I always look forward to visits to Carol's shop. It's located in a modest one-story Saltbox house on a quiet street. A light yellow house with white trim in the western section of Columbia, Missouri, Carol's creativity spills out to a cosy garden.
To enter Carol's home is to be invited right into her shop. The first thing you see upon entering is her massive work table. It fills what was once the living room. Beneath the windows are various industrial sewing machines and the walls are draped with her quilts and art she has collected over the years. A mural she and her children painted fills the hall to the rest of the house. There are usually several projects in the works. During the time of year when Columbia hosts the nationally known Roots 'n Blues 'n BBQ Festival, she's often working on sewing up the costumes for giant puppets that locals expect to see in the parade.
If you have a vinyl or custom fabric Soul Seat, it was very likely upholstered in Carol's home shop.
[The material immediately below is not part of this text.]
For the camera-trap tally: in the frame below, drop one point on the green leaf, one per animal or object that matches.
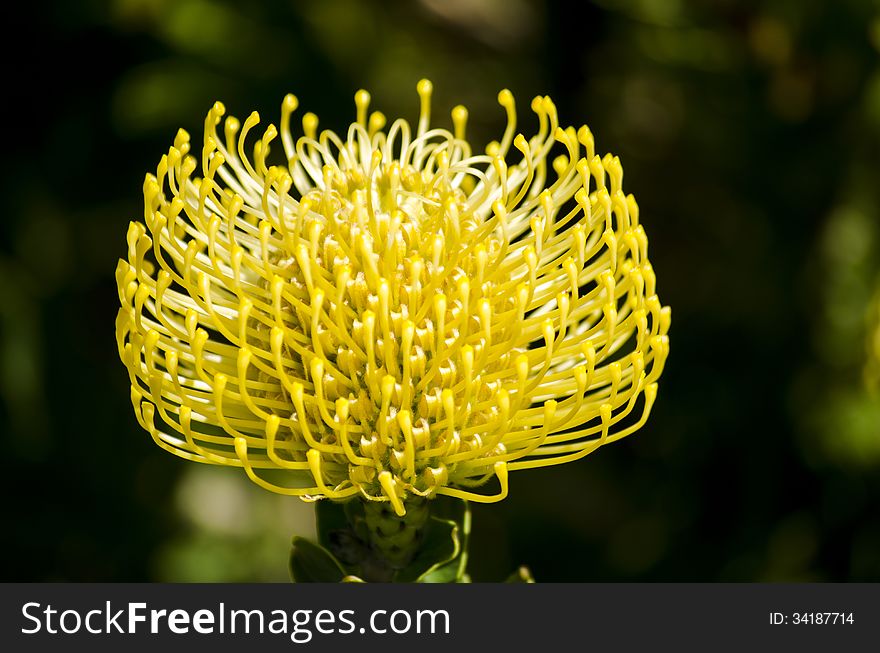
(440, 546)
(329, 517)
(311, 563)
Through working with folks like Carol, we've learned that sustainabiility isn't just about sourcing the materials thoughtfully, it is also about sustaining the communities out of which our products come. My regular conversations with Carol sustain my enthusiasm as a founder. As fascinating as all the moving parts of a business are, they don't exist in isolation from our local community. Carol is a key player in local social justice work. Her skills and passions aren't bounded by her love of creating in fabric. I'm sure this is true for you as well. As the old movement song used to say, "Our life is more than our work, and our work is more than our job."
Carol is a living embodiment of that sentiment. Columbia, Missouri is on the national map for its True/False Film festival and its annual Roots 'n Blues 'n BBQ festival. Both of which have featured the handiwork of Carol in their parades, decorations, and props. It's a joy when our paths cross outside of business seeing her at the latest City Council meeting pushing for a vote on community policing. At the one year anniversary of the Women's March, the stage of our local rally was adorned with a large banner Carol produced.
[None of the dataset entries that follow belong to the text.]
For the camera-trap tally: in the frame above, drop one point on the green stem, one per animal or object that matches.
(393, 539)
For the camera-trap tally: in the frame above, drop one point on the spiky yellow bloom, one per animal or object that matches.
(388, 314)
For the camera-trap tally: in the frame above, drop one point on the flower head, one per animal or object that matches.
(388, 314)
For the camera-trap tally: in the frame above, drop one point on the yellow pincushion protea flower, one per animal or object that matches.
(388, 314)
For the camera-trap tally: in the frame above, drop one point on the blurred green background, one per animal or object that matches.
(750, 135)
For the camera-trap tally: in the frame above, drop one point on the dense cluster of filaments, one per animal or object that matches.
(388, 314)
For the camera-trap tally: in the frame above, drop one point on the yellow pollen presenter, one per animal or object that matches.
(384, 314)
When we first started producing Soul Seats, we would often get the question, "Will the price come down when you start mass producing them?". I think the assumption was that the price would be "affordable" once we were manufacturing in the manner of the "ergonomic" chairs at Staples. As we've seen, that sort of manufacturing is not affordable or sustainable for the planet. That's why we are committed to producing each Soul Seat with local talent. And we'd like you to help us find equivalent talent in your community.
Every trip to Carol's shop is a reminder of how our Soul Seat customers are part of a genuine cottage industry. There is a network of suppliers and artisans that never was completely extinguished by industrialism. Here in the Midwest, the proliferation of Amish and Menonite farming communities is a testament to the limits of industrial farming. and the resilience of sustainable practices.
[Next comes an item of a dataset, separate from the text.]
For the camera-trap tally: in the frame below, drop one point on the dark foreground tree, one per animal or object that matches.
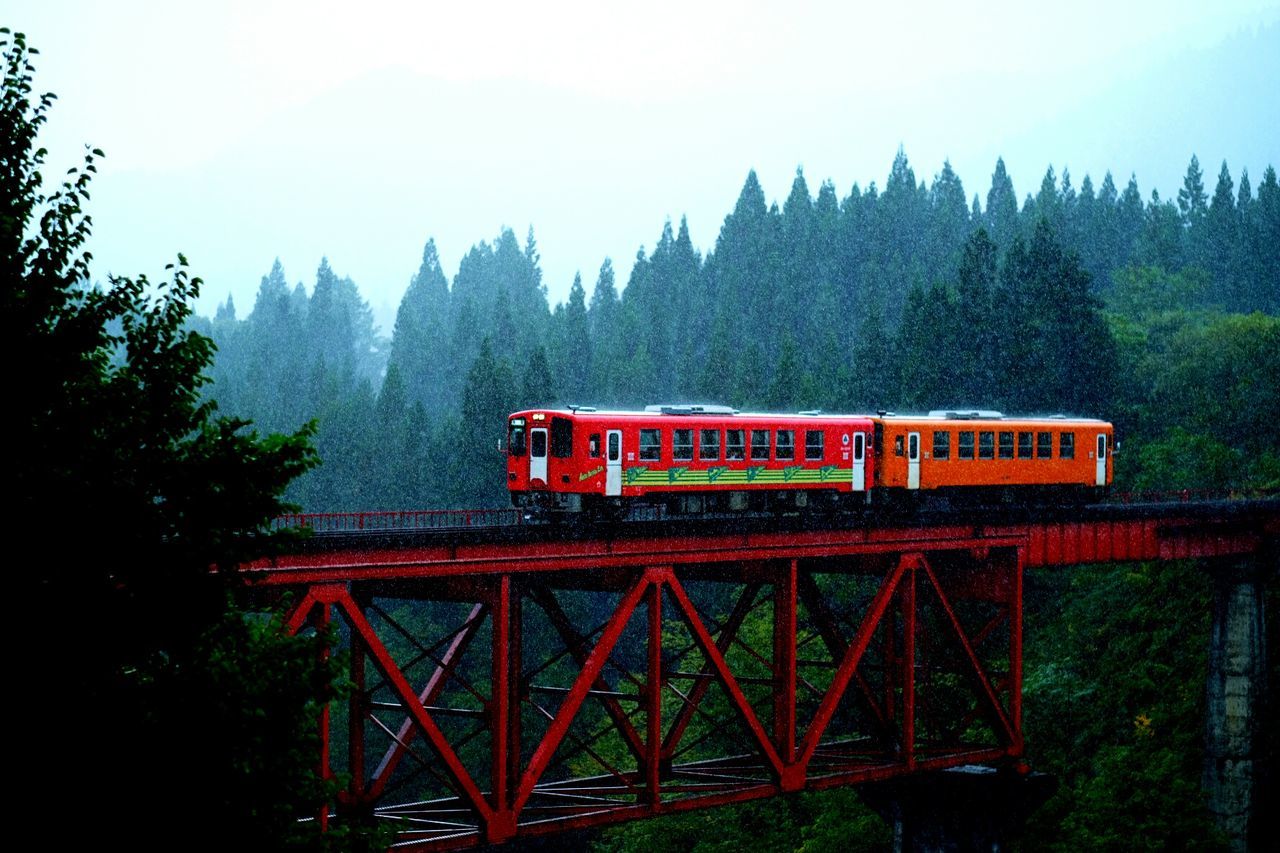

Excepting the office chair legs and casters, every facet of the Soul Seat and our floor desks are produced by a network of local artisans. As you can see Carol working in these photos, upholstering them involves a lot of highly skilled handiwork. I deliver the raw materials to Carol's shop and they come out as beautifully finished cushions. When you order a custom fabric for your Soul Seat, Carol's years of expertise really shine.
When I deliver materials to Carol, we're as likely to chat about the local bail bond initiaitvie or the upcoming reboot of the Women's March as we are about the best sources of fabric, or parts for her new walking foot sewing machine. One of her quilts (see photo) was featured in a recent show at our public library. It is an artistic rendering of the history of lynchings in Missouri.
In these photos you can see how meticulous Carol is. After sewing the cushions by hand, the process of fitting the fabric around the wooden core is a circular process of tacking one section, then lining up the next, tacking that, and then going back to readjust the beginning.
In this way we aren't following the usual narrative of the startup, where we source the manufacturing with only price in mind. We take into consideration cost and all its implications as well. Every Soul Seat owner appreciates the difference between price and cost. You may pay a lower price for a conventional chair, but is it ever worth the long term cost you pay in lost focus, increased pain, reduced mobility?
Who are the Carol Brown's of your communtiy? Please introduce us to the talented free thinker, confident enough in his or her skills to run their own shop. We would like to meet the sort of person in your area who's reputation is their marketing, so their plate is always full. We're eager to find out about them to share our growing upholstery work. By building this startup locally with local talent, we've learned that every community is full of talent on the level of Carol's. We prefer to turn to our fellow citizens and hold up their talent. We have enough within our borders to build a vibrant future together.